Feuilly took a swig from the flask on the mantle. His stolen flask, but filled by Laforêt with a very rough brandy, or at least a strong alcoholic substance possibly related to brandy. “I think it’s from Pan Wojciech, not from Panna Zofia.”

“Trying to address her in her own language is just going to send you further over the edge.”

“I mostly don’t. I address her father in his language. The man likes me, and I like the company he keeps. Yes, politically. Wanting a free Poland won’t get me arrested, so forgive me if I prefer to concentrate on their repression instead of ours.”

“No one agitates for a foreign country unless he’s in love or well paid for his troubles.”

“There’s always Byron.”

“Pfft. Englishmen don’t count. Particularly mad Englishmen.”

“Then I’m already gone, and no egg can push me further over the edge, nor warning bring me back. Do you hear what you’re saying?” Feuilly argued.

“Do you hear what I’m saying?” Laforêt argued back. “She isn’t for any of us, and I don’t particularly want to watch what happens when you finally figure it out. One friend going mad over a woman was more than enough for me.”

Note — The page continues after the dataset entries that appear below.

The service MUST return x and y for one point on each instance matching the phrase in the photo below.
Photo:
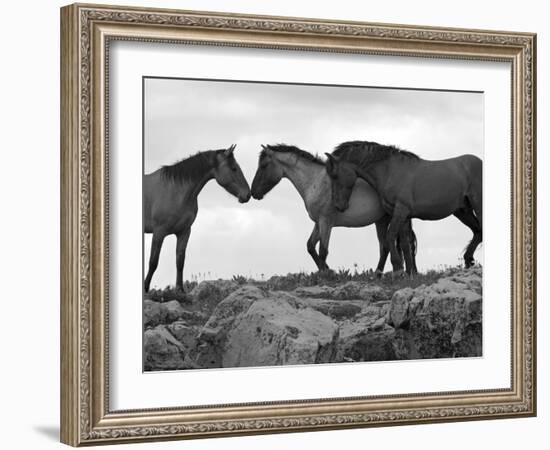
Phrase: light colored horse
(308, 175)
(410, 187)
(170, 200)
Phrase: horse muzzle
(244, 198)
(257, 196)
(341, 208)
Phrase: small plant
(240, 279)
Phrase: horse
(410, 187)
(170, 200)
(307, 173)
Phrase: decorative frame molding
(86, 31)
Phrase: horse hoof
(398, 274)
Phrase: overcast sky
(269, 236)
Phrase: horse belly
(364, 207)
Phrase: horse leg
(412, 245)
(381, 233)
(181, 246)
(467, 217)
(404, 234)
(311, 243)
(399, 216)
(324, 234)
(156, 245)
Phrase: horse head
(268, 174)
(342, 176)
(229, 175)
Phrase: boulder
(314, 292)
(185, 334)
(213, 336)
(209, 293)
(280, 330)
(336, 309)
(162, 351)
(367, 337)
(439, 321)
(155, 313)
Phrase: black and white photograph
(290, 224)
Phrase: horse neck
(301, 173)
(196, 188)
(191, 188)
(374, 174)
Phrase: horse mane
(191, 168)
(366, 152)
(284, 148)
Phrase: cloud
(184, 116)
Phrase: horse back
(167, 205)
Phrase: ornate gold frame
(86, 31)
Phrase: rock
(336, 309)
(368, 337)
(162, 351)
(280, 330)
(373, 293)
(399, 309)
(351, 290)
(155, 313)
(184, 333)
(213, 336)
(314, 292)
(210, 293)
(441, 320)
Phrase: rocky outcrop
(442, 320)
(209, 293)
(280, 330)
(228, 325)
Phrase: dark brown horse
(170, 200)
(307, 174)
(410, 187)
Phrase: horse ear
(331, 159)
(230, 150)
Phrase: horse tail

“Did he throw himself in the Seine?” Feuilly asked sympathetically, all his annoyance dissipated at this revelation.

“No, but it was a close-run thing, involving a lot of sobbing in the middle of the pont Louis XVI. Right next to Cardinal Richelieu, I think.”

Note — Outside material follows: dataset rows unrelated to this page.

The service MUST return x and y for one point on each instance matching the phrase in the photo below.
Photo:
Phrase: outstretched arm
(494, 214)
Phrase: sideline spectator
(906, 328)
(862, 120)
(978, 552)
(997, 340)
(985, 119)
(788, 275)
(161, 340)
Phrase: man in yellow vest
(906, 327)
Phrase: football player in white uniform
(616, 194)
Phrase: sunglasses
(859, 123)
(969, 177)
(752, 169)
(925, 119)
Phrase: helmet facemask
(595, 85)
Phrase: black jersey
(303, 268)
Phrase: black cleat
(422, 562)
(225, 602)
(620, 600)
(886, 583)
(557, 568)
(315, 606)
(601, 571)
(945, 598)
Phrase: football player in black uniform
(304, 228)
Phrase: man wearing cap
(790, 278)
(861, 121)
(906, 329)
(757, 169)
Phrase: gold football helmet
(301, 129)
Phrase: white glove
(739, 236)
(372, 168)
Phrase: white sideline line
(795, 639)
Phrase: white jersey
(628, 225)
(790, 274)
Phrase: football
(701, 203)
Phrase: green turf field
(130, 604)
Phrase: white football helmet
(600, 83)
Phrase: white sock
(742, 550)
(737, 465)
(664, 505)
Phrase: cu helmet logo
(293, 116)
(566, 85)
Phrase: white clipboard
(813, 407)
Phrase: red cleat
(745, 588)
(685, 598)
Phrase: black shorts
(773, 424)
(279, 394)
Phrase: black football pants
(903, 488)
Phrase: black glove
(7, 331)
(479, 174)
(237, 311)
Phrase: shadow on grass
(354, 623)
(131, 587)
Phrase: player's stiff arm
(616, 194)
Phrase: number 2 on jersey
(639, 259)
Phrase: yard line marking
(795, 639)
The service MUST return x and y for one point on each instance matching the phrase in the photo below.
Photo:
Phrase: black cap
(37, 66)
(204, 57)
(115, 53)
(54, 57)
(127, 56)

“After everything else I’ve done, a girl not falling in love with me is hardly going to drive me to a bridge. I know she’s not for me, or anyone else. It’s her father’s fault. But that doesn’t mean I should just stop seeing her, or her father. I like that they want me in their company. And she likes me in one sense, so I’m not burdening her the way her father does, bringing people around when she has to do all the work in the house. She’s said as much, that I’m always welcome.”

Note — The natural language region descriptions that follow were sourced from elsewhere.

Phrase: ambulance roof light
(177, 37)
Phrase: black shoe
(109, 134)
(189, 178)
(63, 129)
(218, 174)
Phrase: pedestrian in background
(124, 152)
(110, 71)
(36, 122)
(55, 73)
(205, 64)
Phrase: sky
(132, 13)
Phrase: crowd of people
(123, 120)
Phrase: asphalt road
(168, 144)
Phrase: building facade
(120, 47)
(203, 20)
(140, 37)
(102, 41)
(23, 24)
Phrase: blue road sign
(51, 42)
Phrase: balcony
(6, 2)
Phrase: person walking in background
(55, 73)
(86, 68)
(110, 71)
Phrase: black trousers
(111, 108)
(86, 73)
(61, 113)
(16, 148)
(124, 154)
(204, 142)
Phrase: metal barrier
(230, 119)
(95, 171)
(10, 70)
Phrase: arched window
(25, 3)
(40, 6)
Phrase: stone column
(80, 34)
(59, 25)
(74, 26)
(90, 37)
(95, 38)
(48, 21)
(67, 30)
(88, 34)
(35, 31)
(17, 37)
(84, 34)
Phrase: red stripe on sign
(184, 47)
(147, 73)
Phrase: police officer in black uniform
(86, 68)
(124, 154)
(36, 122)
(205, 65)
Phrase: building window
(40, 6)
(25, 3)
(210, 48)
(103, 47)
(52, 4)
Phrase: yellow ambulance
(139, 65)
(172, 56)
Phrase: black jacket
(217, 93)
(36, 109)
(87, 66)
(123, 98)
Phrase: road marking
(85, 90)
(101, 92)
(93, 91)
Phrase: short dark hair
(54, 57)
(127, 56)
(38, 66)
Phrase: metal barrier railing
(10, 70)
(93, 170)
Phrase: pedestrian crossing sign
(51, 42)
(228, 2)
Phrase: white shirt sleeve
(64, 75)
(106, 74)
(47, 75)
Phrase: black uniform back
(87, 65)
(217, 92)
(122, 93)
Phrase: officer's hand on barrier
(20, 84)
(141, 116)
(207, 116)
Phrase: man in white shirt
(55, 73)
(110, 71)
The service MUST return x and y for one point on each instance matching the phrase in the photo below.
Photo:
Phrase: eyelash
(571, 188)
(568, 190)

“And that keeps you going back, ready to be stomped on again.”

Feuilly had not told Laforêt all about Tłusty czwartek, but his annoyance must have been more evident than he had thought. “It was just a feast day. And you were invited, too, if you hadn’t preferred to sleep rather than attend mass.”

“I just hope that stays all it is.” Feuilly took another swig from the flask; Laforêt stared at the egg. “Nice work on the egg, though. Really fancy. Sophie do this?”

“Of course. Not because she’s the artist in the family, but because she’s the woman.”

“Thank her and her father for me next time you see them. Since there’s apparently going to be a next time.”

Feuilly shrugged it off. “Tell me more about what you’re doing to the chairs.” He’d rather hear Laforêt be right about something he was a real expert in rather than a subject Feuilly wished he did not know so much about.